Morning Headlines: Master Plan for Fairmount Park Coming Later Today

Inga Saffron is not pleased.

Fairmount Park will get a brand new master plan at a launch event scheduled for this evening at Smith Memorial Playground. The event, hosted by the Fairmount Park Conservancy, PennPraxis, Philadelphia Parks and Recreation and the Parks and Recreation Commission (there really are two, to every Ron Swanson’s dismay), got a preview from Inga Saffron this morning. She seems nonplussed:

The main goal is to improve connections through the wooded areas, down to the river. Some solutions are as basic (and obvious) as adding a traffic light on Kelly Drive so Strawberry Mansion residents can cross safely.

The plan contains dozens of micro-recommendations in the same vein, and I suspect that few will grab the public’s imagination. “Provide incomparable views” is one of the stranger ones.

Saffron has been less than thrilled with goings on at Fairmount Park since Mural Arts announced a project inside the park over the winter.
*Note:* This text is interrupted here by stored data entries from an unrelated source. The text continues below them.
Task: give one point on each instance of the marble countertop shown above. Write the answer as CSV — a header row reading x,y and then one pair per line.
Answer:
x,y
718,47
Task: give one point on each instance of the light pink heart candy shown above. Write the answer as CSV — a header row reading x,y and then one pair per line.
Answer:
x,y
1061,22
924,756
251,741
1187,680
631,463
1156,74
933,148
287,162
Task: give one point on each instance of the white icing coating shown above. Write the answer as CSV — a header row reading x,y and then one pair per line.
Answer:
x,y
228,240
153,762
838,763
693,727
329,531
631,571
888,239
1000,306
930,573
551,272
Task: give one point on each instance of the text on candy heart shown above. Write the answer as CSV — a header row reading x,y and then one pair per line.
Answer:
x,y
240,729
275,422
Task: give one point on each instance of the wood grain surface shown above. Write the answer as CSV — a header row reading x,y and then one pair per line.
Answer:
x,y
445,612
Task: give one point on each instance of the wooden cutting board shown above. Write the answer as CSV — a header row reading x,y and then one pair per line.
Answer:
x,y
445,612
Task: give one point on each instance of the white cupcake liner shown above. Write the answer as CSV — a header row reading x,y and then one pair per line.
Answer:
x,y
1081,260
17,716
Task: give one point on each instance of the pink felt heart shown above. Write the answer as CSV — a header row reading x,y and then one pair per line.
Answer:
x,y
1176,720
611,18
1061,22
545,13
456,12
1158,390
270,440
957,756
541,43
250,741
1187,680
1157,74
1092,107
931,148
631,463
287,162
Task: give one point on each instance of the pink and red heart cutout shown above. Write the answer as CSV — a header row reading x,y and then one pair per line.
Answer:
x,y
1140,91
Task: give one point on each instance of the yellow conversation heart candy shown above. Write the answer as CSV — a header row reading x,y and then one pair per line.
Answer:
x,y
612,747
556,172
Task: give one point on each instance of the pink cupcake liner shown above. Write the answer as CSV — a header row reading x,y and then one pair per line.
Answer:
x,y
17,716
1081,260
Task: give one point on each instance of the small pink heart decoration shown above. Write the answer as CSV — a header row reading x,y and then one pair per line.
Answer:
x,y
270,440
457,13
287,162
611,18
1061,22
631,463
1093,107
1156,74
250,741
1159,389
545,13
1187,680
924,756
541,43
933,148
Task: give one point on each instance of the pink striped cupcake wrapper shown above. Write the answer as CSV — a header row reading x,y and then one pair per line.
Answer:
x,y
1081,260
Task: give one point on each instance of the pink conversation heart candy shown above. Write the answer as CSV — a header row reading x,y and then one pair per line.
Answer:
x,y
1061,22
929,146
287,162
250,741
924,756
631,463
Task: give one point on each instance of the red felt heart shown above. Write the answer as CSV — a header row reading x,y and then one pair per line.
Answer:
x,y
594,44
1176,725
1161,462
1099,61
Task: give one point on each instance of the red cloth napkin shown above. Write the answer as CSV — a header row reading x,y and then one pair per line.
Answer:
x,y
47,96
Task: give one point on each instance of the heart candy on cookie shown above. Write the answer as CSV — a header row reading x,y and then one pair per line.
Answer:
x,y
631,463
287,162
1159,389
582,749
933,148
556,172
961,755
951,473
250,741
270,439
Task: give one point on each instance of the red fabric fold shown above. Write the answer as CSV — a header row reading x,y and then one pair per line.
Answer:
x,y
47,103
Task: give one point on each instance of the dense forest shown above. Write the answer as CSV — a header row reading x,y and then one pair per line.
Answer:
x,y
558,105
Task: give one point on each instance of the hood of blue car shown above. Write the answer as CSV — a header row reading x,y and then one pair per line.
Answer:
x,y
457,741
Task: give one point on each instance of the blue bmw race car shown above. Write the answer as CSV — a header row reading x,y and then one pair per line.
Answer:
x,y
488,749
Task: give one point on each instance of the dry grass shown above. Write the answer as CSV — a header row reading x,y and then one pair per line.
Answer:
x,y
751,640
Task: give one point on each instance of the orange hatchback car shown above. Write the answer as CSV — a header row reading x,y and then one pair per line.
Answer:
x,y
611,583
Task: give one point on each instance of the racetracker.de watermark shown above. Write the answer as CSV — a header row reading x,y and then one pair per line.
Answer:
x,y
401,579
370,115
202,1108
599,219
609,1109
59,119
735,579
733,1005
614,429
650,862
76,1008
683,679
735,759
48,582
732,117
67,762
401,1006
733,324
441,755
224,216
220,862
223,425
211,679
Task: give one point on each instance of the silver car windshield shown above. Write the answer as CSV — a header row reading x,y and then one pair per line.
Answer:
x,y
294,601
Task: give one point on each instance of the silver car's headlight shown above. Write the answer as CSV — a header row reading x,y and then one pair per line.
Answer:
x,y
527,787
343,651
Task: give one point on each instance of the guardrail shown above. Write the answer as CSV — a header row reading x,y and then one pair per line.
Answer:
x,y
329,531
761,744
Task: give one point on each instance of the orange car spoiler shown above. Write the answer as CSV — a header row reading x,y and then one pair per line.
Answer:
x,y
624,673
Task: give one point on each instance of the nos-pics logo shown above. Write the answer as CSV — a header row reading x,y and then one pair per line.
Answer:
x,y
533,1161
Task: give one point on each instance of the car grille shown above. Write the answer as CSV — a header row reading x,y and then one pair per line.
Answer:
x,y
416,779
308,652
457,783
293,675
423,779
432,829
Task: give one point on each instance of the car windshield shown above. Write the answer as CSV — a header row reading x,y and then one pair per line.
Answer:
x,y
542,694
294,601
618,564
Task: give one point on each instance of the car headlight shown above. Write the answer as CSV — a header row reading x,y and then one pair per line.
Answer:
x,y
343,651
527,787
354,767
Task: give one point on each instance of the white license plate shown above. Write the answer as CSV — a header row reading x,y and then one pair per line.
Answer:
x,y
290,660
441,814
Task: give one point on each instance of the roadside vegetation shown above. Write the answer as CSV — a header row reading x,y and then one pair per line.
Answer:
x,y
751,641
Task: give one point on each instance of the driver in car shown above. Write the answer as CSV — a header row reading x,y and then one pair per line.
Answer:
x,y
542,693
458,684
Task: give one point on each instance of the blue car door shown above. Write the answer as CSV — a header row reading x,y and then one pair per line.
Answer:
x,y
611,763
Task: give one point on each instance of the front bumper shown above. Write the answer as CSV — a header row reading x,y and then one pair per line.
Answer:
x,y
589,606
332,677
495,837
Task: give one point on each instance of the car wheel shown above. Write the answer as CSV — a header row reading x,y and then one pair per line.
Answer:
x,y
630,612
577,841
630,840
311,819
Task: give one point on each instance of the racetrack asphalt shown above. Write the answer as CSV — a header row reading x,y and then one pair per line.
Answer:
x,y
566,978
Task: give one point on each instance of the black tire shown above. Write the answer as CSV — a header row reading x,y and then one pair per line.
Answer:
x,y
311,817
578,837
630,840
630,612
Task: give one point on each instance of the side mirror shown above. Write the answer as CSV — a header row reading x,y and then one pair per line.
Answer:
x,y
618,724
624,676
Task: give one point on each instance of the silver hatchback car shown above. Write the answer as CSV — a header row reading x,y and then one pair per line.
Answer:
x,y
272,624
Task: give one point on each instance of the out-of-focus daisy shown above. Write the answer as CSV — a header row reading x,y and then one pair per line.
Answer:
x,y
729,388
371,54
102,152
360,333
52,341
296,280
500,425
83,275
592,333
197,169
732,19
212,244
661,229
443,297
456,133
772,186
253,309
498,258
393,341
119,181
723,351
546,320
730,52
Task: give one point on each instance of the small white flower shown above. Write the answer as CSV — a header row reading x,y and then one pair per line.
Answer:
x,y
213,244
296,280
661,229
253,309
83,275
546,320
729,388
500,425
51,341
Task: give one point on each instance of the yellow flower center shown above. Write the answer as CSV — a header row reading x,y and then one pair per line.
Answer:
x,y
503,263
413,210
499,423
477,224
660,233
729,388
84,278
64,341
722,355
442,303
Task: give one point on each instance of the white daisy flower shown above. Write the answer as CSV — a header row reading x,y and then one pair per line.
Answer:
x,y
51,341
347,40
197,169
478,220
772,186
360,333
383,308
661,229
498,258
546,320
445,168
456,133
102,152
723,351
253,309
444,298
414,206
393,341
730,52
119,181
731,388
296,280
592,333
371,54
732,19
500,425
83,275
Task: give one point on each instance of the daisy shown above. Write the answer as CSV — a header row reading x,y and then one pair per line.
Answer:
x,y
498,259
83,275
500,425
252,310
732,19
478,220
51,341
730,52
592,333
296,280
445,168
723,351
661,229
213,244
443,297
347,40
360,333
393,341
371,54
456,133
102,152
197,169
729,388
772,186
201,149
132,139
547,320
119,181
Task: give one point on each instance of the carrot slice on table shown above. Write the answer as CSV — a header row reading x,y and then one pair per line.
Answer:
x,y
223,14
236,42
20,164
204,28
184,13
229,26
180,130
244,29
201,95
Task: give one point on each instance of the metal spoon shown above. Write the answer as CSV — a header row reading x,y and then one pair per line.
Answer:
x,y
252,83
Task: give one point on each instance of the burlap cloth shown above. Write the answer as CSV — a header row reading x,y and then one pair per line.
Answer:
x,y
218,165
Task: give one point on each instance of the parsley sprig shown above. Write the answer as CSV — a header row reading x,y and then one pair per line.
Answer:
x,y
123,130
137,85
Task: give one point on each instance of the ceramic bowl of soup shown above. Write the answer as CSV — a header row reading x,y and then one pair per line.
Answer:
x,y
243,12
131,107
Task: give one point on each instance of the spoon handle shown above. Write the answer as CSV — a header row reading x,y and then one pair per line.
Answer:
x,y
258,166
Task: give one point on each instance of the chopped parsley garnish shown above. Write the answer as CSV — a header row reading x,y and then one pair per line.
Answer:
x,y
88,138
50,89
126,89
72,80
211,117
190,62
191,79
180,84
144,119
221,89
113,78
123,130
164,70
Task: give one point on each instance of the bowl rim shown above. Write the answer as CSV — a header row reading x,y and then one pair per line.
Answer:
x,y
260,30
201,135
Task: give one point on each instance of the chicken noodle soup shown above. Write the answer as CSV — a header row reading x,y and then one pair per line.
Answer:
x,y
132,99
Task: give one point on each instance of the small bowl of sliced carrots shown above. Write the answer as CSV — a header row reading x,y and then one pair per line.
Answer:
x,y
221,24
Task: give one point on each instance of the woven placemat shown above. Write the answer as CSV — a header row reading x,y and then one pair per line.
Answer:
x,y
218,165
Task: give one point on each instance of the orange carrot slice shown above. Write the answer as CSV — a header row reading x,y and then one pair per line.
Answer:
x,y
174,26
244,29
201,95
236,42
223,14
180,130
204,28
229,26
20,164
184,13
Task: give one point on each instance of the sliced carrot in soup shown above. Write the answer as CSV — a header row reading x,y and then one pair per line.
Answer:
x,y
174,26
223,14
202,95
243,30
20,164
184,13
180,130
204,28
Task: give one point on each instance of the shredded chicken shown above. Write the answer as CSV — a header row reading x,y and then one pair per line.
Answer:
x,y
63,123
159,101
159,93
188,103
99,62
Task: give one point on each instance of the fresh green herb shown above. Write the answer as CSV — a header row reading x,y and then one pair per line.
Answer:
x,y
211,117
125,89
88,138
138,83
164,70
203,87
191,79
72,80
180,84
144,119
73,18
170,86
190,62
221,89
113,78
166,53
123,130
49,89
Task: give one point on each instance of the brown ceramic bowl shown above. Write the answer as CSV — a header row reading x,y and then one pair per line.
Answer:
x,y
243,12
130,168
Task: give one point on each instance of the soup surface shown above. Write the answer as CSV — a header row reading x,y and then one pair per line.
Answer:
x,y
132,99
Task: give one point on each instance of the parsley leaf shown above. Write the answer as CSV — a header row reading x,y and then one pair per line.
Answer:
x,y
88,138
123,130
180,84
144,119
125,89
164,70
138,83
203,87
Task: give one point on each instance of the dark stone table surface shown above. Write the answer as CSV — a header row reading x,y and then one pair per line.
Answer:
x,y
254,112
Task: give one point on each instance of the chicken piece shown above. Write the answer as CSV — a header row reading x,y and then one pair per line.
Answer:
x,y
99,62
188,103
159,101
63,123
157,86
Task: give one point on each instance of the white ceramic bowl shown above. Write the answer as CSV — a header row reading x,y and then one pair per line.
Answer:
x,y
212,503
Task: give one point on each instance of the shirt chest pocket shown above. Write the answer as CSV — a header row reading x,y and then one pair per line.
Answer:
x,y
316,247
She seems resigned that the only plausible changes will be small in scale and curses the overall “lack of ambition.” But there is one concept that excites her – even as she concedes that its implementation is not immediately likely:

The plan does endorse one big idea: creation of a public boathouse as an anchor for a new Boathouse Row on the Schuylkill’s west bank. Right now, you have to attend a private school or pay a hefty membership to row on the river. Nothing would do more to democratize the park than a boathouse accessible to the masses. But endorsing an idea is not the same as making it a reality, so the proposal comes across as a token gesture.

But we should not cede control of the river to rowers alone, cautions Saffron, taking the opportunity to use a most excellent ten-dollar word and remind readers about the travesty of an in-park mural.

Meanwhile, the plan overlooks the need for a facility that allows non-rowers to rent canoes, rowboats, and sailboats. In recent years, the rowing community has essentially annexed the Schuylkill as its private waterway. The community’s hegemony was confirmed by the parks department’s recent decision to allow a private donor to paint a rowing mural on a park bridge. The plan offers no guidance for handling future requests.